It is possible in this day and age to produce a stunningly beautiful, completely entrancing, and utterly remarkable looking film. This is the sort of piece which brings to our world that which we all know to be fake, but still manages to appear completely real. It is technology at its finest. However, if the visuals are not married to a worthwhile story, the exercise is one in futility. Such is the case with the long-delayed, finally here, based on the manga “Gunnm,” Robert Rodriguez directed, James Cameron and Jon Landau produced, “Alita: Battle Angel.”
In the simplest terms, “Alita: Battle Angel” is the story of a cyborg, Alita (Rosa Salazar), who is brought back to life after several hundred years of inactivity by Dr. Dyson Ido (Christoph Waltz). With no memory of who she is, where she came from, or anything else, Alita slowly finds her way in a post-apocalyptic world that was largely destroyed by the United Republic of Mars (URM) before the humans defeated the invaders.
The movie then offers a coming of age story, with Alita slowly regaining some of her memories, learning about this new world, and figuring out where in it she belongs. The questions she has, ought to perplex her, but in one of the failings of the film, they never quite seem to – she just goes out and does stuff, bad idea or good. It could be argued that she is just headstrong, and she is, but it isn’t terribly compelling to see her make mistake after mistake after mistake, to venture where she ought not and do what is clearly wrong just because she is headstrong.
So, she remains with Dr. Ido, who knows more about her past than he cares to admit. She forges a relationship with Hugo (Keean Johnson), the handsome boy who is hiding a secret. She becomes a “hunter-warrior” (a bounty hunter), as her fighting skills, wherever they come from, are second to none. She wants to make her way up to the mysterious city in the sky just because everyone around her seems so enamored of it even if no one will tell her anything solid about it. She desires to play professional Motorball, a game kind of like a cross between car racing and a roller derby where cyborgs beat each other up in brutally vicious ways despite knowing its viciousness.

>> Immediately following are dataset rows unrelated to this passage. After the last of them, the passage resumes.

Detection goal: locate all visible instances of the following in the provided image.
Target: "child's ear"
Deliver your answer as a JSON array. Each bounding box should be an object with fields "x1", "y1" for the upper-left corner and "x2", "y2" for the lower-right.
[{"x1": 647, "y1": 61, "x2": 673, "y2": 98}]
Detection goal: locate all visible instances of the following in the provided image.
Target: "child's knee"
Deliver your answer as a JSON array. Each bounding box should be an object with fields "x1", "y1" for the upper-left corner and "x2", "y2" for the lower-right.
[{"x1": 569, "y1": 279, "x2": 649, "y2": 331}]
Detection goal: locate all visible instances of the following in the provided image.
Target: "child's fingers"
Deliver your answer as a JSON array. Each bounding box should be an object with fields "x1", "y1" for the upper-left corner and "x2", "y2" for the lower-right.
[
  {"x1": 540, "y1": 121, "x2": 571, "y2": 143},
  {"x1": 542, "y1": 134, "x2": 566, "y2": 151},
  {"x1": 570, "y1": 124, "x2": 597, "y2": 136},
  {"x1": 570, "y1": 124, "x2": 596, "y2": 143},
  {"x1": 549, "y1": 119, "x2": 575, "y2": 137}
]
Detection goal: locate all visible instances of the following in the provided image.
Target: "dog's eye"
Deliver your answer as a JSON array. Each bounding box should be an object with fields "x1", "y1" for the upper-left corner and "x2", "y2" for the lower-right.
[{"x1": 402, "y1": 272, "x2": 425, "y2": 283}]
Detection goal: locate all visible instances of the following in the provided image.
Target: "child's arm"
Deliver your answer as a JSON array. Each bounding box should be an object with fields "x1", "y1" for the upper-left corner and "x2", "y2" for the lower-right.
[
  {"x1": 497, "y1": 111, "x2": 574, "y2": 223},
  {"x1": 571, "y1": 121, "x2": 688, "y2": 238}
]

That last paragraph can easily be translated to: this is a movie where the world where we may not know all the details but they have clearly been meticulously thought out even if the character’s actions are not. What we of this place, Iron City, is rendered beautifully. What Rodriguez and company have created to tell this tale is a digital marvel, as is Alita herself; Salazar wore a motion capture suit on set. Despite being CG, emotions are clearly visible on Alita’s face throughout. She will never be mistaken for anything other than a digital creation, but the manner in which we see her interact with other people and the environment feels perfect.
The story that these impressive visuals and well-considered world are married to is, as should be apparent by now, lacking. The characters are utterly flat, with the main villain, Nova, not really appearing; his witting (or not) accomplices, Vector (Mahershala Ali) and Dr. Chiren (Jennifer Connelly), are unable to formulate much more of a plan than “send someone to get Alita;” and Dyson flip-flops about every idea he has.
This last, while it may sound minimal, is exceptionally concerning. Dyson, Alita’s father figure, knows her exact history and refuses to let her have a body that is better suited to that history… until he changes his mind for no particular reason. He refuses to help her play Motorball because he doesn’t want her hurt… until he changes his mind, again, and again does it for no particular reason. There is a whole lot of Dyson’s story, a story that would help ground the movie, that feels as though it’s been left on the cutting room floor if it was ever filmed at all. As it stands in the final edit, he changes beliefs on a whim and that makes for storytelling as poor as Hugo’s big reveal to Alita in which he confesses to something completely different than what he’s accused of… for no particular reason.
These gaping issues with the plot lend further credence to the notion that there is much that has been worked out about this world and the characters that we never get to see. Whether that stems from a problem with the screenplay (written by Cameron and Laeta Kalogridis and Rodriguez) or the final cut of the movie is not something that we know, nor which is necessarily relevant in reviewing that which is being put on screen. Wherever the failure may originate, it is carried through all the way to the end. This, as with so many other movies, is one that is clearly begging for a sequel, but it’s not clear that it ever makes the case that it deserves one.
Go see “Alita: Battle Angel” on the biggest screen with the loudest sound and best 3D you possibly can. It is an amazing technological feat. It is a completely disappointing movie, but an amazing technological feat.